Michel López

Personal information
- Full name: Michel López Núñez
- Nationality: Cuba
- Born: 5 November 1976 (age 49) Pinar del Río
- Height: 1.89 m (6 ft 2 in)
- Weight: 91 kg (201 lb)

Sport
- Sport: Boxing
- Weight class: Super Heavyweight
- Club: Cear, Habana

Medal record
Olympic Games
| Bronze medal – third place | 2004 Athens | Super Heavyweight |
Pan American Games
| Silver medal – second place | 2003 S Domingo | Super Heavyweight |
Central American and Caribbean Games
| Gold medal – first place | 2006 Cartagena | Super Heavyweight |

= Michel López (boxer) =

Cuban boxer (born 1976)

Michel López Núñez (born 5 November 1976) is a Cuban former amateur boxer, who won the Super Heavyweight bronze medal at the 2004 Summer Olympics.

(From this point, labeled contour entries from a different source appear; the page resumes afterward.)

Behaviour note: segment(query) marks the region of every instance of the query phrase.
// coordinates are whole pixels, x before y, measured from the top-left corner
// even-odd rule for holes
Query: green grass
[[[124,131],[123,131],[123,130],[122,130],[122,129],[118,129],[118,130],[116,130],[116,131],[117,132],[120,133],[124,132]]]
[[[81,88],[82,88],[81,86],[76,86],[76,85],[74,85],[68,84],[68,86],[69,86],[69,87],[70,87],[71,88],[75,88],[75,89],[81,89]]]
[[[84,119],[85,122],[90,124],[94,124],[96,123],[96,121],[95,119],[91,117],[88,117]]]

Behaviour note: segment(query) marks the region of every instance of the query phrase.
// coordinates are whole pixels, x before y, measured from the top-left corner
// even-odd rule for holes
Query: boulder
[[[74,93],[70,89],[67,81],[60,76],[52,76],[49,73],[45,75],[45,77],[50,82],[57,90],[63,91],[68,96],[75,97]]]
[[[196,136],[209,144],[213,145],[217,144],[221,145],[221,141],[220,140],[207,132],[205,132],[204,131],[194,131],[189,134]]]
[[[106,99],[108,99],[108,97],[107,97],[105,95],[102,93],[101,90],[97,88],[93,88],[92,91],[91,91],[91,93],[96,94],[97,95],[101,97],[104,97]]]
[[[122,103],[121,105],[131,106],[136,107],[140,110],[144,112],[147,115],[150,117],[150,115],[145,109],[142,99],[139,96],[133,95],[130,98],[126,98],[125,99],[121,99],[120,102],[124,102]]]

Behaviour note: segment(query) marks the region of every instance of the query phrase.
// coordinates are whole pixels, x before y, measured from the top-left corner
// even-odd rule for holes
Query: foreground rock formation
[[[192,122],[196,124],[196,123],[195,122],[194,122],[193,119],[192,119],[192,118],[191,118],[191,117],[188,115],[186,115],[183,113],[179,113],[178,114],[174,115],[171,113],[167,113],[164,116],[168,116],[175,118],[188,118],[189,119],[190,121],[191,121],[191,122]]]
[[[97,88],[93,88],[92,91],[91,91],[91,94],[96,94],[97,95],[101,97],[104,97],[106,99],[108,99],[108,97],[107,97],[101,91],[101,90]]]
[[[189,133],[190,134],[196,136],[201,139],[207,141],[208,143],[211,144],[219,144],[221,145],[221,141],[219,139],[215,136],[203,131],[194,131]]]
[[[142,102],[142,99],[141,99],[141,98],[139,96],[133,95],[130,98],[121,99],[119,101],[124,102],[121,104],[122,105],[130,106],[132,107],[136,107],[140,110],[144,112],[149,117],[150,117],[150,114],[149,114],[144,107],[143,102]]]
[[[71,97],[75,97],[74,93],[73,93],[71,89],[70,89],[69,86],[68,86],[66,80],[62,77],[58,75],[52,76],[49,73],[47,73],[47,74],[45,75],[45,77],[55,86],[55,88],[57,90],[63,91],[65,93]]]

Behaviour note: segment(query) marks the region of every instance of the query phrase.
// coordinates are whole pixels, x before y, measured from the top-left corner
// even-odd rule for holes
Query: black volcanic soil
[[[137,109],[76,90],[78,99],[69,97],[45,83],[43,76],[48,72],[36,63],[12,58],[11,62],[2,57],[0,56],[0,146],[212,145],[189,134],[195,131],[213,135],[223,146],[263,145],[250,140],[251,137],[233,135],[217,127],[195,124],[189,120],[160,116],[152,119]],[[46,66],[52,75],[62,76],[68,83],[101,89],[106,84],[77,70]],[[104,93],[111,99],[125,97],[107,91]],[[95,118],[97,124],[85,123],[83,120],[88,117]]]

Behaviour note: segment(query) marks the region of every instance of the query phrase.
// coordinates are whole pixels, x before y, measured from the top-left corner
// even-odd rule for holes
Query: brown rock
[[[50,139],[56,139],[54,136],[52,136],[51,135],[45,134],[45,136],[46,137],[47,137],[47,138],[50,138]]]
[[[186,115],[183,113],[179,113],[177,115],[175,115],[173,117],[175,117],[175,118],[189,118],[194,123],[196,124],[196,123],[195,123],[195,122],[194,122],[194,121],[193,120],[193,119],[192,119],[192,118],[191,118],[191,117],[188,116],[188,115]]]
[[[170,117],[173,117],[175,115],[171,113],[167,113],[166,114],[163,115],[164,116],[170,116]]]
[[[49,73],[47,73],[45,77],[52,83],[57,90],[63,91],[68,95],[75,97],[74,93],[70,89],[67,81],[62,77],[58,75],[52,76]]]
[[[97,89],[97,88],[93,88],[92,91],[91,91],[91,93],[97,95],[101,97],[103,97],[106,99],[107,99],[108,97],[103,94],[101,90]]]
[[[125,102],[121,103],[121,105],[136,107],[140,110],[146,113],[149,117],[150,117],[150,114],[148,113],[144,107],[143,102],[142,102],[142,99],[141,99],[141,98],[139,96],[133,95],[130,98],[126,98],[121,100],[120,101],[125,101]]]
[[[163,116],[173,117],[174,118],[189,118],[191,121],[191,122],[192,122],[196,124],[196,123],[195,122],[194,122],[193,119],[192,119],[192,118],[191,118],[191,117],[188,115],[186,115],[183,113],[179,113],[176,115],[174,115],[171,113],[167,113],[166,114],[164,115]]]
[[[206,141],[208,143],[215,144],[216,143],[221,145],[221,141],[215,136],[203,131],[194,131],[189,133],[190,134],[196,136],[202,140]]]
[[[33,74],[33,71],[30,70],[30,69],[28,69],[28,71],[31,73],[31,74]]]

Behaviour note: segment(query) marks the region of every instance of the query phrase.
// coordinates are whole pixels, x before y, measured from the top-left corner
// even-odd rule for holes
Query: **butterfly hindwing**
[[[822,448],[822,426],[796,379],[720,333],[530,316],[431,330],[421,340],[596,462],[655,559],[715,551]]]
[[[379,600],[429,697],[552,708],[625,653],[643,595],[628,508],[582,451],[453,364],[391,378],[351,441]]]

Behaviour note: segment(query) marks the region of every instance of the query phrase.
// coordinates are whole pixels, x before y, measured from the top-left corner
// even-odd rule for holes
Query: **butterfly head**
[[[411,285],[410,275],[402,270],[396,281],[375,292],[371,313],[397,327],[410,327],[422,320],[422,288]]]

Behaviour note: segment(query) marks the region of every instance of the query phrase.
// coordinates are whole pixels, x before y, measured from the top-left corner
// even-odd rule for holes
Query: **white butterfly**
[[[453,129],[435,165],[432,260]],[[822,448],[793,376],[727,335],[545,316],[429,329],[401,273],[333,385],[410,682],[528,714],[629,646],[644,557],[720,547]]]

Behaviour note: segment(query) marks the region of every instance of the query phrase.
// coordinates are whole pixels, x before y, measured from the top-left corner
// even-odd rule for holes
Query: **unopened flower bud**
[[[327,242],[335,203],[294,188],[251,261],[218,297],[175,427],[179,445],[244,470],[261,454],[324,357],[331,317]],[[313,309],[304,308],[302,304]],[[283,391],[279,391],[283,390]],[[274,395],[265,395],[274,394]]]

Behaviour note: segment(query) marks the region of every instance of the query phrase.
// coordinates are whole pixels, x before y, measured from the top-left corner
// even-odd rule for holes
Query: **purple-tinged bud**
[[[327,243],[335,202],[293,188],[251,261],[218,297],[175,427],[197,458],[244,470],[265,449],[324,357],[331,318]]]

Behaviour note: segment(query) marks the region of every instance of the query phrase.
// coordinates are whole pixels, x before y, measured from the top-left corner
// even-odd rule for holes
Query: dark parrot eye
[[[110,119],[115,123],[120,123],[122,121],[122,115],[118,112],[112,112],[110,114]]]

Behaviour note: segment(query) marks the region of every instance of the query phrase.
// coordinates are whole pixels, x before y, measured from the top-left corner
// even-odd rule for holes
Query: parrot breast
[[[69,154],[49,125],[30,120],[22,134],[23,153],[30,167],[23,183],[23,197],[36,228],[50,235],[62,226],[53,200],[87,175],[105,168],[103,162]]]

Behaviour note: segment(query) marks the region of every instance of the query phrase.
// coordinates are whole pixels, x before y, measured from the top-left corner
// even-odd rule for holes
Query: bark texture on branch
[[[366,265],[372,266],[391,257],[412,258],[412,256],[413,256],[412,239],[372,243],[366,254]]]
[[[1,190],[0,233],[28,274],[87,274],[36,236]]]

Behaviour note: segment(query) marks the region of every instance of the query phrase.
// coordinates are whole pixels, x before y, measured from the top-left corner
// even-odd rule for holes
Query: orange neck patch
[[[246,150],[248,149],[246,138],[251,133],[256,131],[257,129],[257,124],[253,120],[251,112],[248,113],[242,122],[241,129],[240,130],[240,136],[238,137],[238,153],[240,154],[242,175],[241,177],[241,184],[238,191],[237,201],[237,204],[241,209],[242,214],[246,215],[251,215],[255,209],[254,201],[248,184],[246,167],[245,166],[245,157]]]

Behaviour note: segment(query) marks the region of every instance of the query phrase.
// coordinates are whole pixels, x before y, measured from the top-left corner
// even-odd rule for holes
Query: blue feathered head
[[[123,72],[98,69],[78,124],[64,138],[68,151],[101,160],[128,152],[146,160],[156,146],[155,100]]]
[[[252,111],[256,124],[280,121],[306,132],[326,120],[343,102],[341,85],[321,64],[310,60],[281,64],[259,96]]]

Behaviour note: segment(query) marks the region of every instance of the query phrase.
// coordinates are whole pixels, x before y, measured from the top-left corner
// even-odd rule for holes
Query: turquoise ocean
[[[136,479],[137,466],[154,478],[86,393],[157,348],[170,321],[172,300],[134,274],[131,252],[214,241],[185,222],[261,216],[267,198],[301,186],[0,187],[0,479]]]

He is the older brother of Mijaín López Núñez, a Cuban Greco-Roman five-time Olympic gold medalist wrestler.

==Career==
Olympic Results were:
- Defeated Rustam Saidov (Uzbekistan) (18–13)
- Defeated Jason Estrada (USA) (21–7)
- Lost to Mohamed Aly (Egypt) (16–18)

In 2007 he lost at the National Championships to young Robert Alfonso.